Unterdessen verteidigte sich Innenminister Giuliano Amato gegen Kritik aus der Opposition am Vorgehen der Einsatzkräfte. Die Polizei habe "auf die Guerilla nicht geantwortet, um ein Blutbad zu vermeiden", sagte der zuständige Minister am Dienstag vor dem Parlament in Rom. Gewaltbereite Fußballfans hätten mit dem Tod des 26-Jährigen die "gesuchte "Gelegenheit" für ihr Vorgehen gefunden. "Die Buschtrommel der Information hat funktioniert", schon kurz nach dem Bekanntwerden des Todesfalls seien in Bergamo Beamte attackiert worden, sagte Amato. Er sprach von "Rache und Hass auf die Polizei".

Überall laufen die Ermittlungen auf Hochtouren. Bis Dienstag wurden fünf "Ultras" in Taranto und acht in Bergamo verhaftet, die am Sonntag die Ligaspiele mit ihrer Randale zum Abbruch gebracht hatten. In Mailand gab es sechs Festnahmen. Atalanta Bergamos-Präsident Ivan Ruggieri will hart durchgreifen: "Ich bin bereit, die Fan-Kurve zu schließen", sagte der Club-Chef, der wie viele andere von seinen eigenen Fanclubs eher erpresst, denn unterstützt wird.

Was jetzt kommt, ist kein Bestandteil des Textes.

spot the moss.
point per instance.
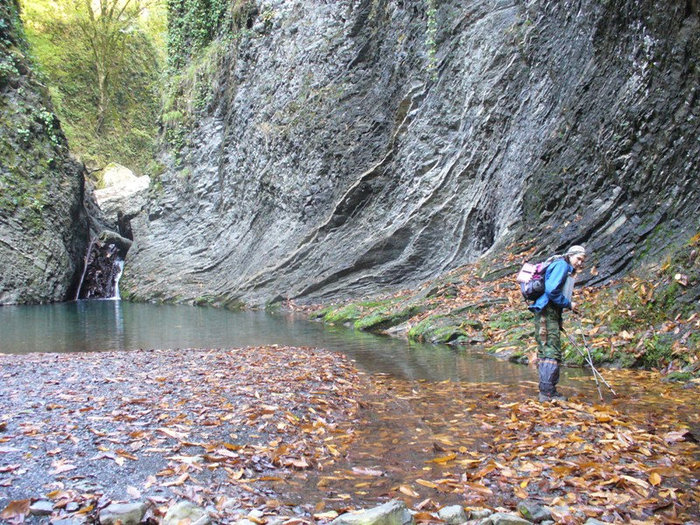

In ihrem Krieg gegen die Polizei verbünden sich mittlerweile sogar sonst bis aufs Blut verfeindete Fangruppen wie die von Lazio und AS Rom. Gemeinsam randalierten sie in der Nacht zum Montag und gemeinsam erwiesen sie am Dienstag dem in Rom aufgebahrten Lazio-Fan in Massen die letzte Ehre. Das Modegeschäft des getöteten 26-Jährigen wurde in den vergangenen Tagen zur Pilgerstätte. Hunderte von Blumen und Fans- Schals liegen vor dem Eingang. Zu der für Mittwoch geplanten Beerdigung werden Zehntausende erwartet.

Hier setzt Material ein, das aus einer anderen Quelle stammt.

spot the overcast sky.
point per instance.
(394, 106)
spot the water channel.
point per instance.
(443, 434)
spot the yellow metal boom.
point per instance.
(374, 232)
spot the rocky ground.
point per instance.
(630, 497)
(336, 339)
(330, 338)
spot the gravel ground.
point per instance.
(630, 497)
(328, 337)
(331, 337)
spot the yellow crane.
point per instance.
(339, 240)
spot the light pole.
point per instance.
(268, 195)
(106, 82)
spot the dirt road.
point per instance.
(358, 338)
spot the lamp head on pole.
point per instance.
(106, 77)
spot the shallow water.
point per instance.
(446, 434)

Der unter dem Verdacht der fahrlässigen Tötung stehende Todesschütze gerät zunehmend unter Druck. Ermittlungen lassen immer mehr den Schluss zu, dass der Polizist gezielt auf das davon fahrende Auto geschossen habe, in dem der Fan tödlich getroffen wurde. "Ich bin kein Mörder", verteidigte sich der 31-jährige Polizist in einem Telefongespräch mit der "La Gazzetta dello Sport".

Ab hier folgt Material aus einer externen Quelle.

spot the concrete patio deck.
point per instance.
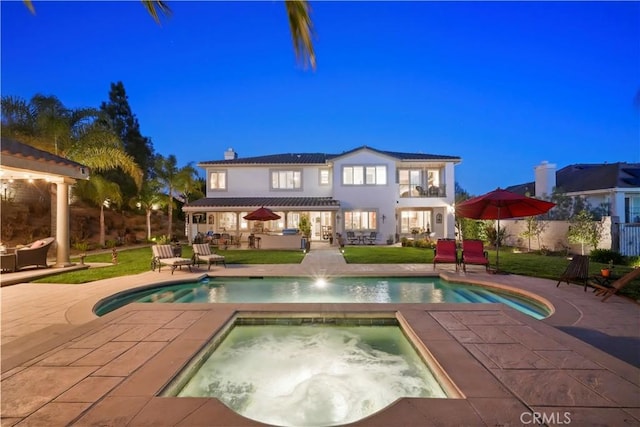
(61, 365)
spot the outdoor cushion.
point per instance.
(37, 244)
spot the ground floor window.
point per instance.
(415, 220)
(360, 220)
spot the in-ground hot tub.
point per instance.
(310, 370)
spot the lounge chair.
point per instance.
(473, 253)
(445, 252)
(577, 271)
(609, 290)
(34, 253)
(371, 238)
(202, 252)
(352, 238)
(163, 255)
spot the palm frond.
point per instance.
(299, 13)
(155, 6)
(105, 158)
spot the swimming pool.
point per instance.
(330, 290)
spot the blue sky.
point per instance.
(503, 85)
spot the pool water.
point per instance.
(311, 375)
(333, 290)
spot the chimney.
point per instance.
(545, 178)
(230, 154)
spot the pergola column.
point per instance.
(62, 225)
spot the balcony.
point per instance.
(418, 191)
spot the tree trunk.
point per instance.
(102, 230)
(170, 217)
(148, 224)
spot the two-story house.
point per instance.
(360, 190)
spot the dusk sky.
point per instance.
(503, 85)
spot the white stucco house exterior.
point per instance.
(360, 190)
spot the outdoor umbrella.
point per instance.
(262, 214)
(501, 204)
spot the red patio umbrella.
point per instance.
(501, 204)
(262, 214)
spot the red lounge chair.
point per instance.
(473, 253)
(445, 252)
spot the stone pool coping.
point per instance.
(62, 365)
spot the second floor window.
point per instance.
(286, 180)
(325, 177)
(218, 180)
(364, 175)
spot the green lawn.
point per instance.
(134, 261)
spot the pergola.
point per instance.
(21, 162)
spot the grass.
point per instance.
(138, 260)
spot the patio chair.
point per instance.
(445, 252)
(576, 272)
(202, 252)
(163, 255)
(614, 287)
(352, 238)
(371, 238)
(34, 253)
(473, 253)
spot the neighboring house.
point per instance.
(361, 190)
(612, 187)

Italiens größte Sporttageszeitung befürchtet unterdessen schon den nächsten Gewaltexzess: "Der Virus schläft nur und wird wieder aufbrechen - mit dem nächsten Toten." Als der Polizist Raciti vor neun Monaten getötet wurde, schlug der Chef der Spielergewerkschaft Sergio Campana eine Spielpause von einem Jahr vor. Damals erklärten ihn viele für verrückt, heute fordern einige Politiker eine ähnlich drastische Radikalkur für den italienischen Fußball.